The details continue to come out and it is not good at all for the administration. General Sanchez clearly had "Gitmo-ized" Abu Ghraib and failed to even have any code of conduct until last autumn. Even after rules were established, tactics which are considered violations of international law continued to be approved.
"Unnamed officials at the Florida headquarters of the U.S. Central Command...objected to some of the 32 interrogation tactics approved by Sanchez in September, including the more severe methods that he had said could be used at any time in Abu Ghraib with the consent of the interrogation officer in charge.
As a result, Sanchez decided on Oct. 12 to remove several items on the list and to require that prison officials obtain his direct approval for the remaining high-pressure methods.
The high-pressure options that remained included taking someone to a less hospitable location for interrogation; manipulating his or her diet; imposing isolation for more than 30 days; using military dogs to provoke fear; and requiring someone to maintain a "stress position" for as long as 45 minutes.
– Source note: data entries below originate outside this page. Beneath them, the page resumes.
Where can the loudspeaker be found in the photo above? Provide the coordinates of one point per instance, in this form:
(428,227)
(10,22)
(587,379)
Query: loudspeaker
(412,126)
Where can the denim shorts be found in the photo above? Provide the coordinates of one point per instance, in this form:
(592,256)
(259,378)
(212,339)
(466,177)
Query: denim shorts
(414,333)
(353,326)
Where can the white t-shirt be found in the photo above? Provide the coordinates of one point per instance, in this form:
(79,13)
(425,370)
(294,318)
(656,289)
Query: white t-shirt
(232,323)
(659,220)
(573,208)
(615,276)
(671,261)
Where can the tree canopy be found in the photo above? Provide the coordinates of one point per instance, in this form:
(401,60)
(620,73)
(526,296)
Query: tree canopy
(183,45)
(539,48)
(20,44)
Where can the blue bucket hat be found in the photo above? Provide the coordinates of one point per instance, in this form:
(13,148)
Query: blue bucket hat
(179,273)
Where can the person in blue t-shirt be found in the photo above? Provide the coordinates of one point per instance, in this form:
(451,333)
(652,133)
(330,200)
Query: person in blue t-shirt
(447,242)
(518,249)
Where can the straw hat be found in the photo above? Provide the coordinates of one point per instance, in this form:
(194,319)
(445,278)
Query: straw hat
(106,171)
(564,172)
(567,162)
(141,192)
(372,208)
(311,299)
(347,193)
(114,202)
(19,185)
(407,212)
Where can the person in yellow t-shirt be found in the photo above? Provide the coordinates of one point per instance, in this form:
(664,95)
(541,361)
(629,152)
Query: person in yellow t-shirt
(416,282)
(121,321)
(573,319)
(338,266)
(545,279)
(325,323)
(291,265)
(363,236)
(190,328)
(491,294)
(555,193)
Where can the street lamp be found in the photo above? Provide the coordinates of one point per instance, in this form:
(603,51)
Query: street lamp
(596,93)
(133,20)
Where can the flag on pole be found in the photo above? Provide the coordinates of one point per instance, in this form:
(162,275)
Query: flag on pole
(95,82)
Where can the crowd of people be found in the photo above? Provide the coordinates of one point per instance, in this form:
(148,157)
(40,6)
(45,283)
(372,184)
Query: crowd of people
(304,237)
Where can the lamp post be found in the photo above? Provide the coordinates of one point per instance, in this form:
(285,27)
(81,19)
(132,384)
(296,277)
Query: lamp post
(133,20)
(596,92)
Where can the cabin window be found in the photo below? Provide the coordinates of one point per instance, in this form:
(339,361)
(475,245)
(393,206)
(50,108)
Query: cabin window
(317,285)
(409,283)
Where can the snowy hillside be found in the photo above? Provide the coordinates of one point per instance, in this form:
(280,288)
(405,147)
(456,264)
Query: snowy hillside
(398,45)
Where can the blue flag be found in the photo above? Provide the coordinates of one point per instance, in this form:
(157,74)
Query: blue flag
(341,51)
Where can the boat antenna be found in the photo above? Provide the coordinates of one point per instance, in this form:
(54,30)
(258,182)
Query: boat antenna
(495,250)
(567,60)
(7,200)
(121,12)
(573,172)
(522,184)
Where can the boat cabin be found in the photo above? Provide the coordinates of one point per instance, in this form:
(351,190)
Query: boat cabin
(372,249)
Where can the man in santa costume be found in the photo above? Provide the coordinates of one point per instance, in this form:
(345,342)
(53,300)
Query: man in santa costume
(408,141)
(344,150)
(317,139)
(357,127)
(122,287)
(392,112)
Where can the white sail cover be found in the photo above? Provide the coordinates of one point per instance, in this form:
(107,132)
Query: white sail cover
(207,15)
These were not dropped by Sanchez until a scandal erupted in May over photographs depicting abuse at the prison.
Although the October document calls attention to the strictures of the Uniform Code of Military Justice, it neither quotes from that statute nor makes any reference to the Geneva Conventions' rules against cruelty and torture involving detainees.
The list of interrogation options in the document closely matches a menu of options developed for use on detainees held by the U.S. military at Guantanamo Bay and approved in a series of memos signed by top Pentagon officials, including Defense Secretary Donald H. Rumsfeld. In January 2002, for example, Rumsfeld approved the use of dogs to intimidate prisoners there; although officials have said dogs were never used at Guantanamo, they were used at Abu Ghraib.
Then, in April 2003, Rumsfeld approved the use in Guantanamo of at least five other high-pressure techniques also listed on the Oct. 9 Abu Ghraib memo, none of which was among the Army's standard interrogation methods. This overlap existed even though detainees in Iraq were covered, according to the administration's policy, by Geneva Convention protections that did not apply to the detainees in Cuba."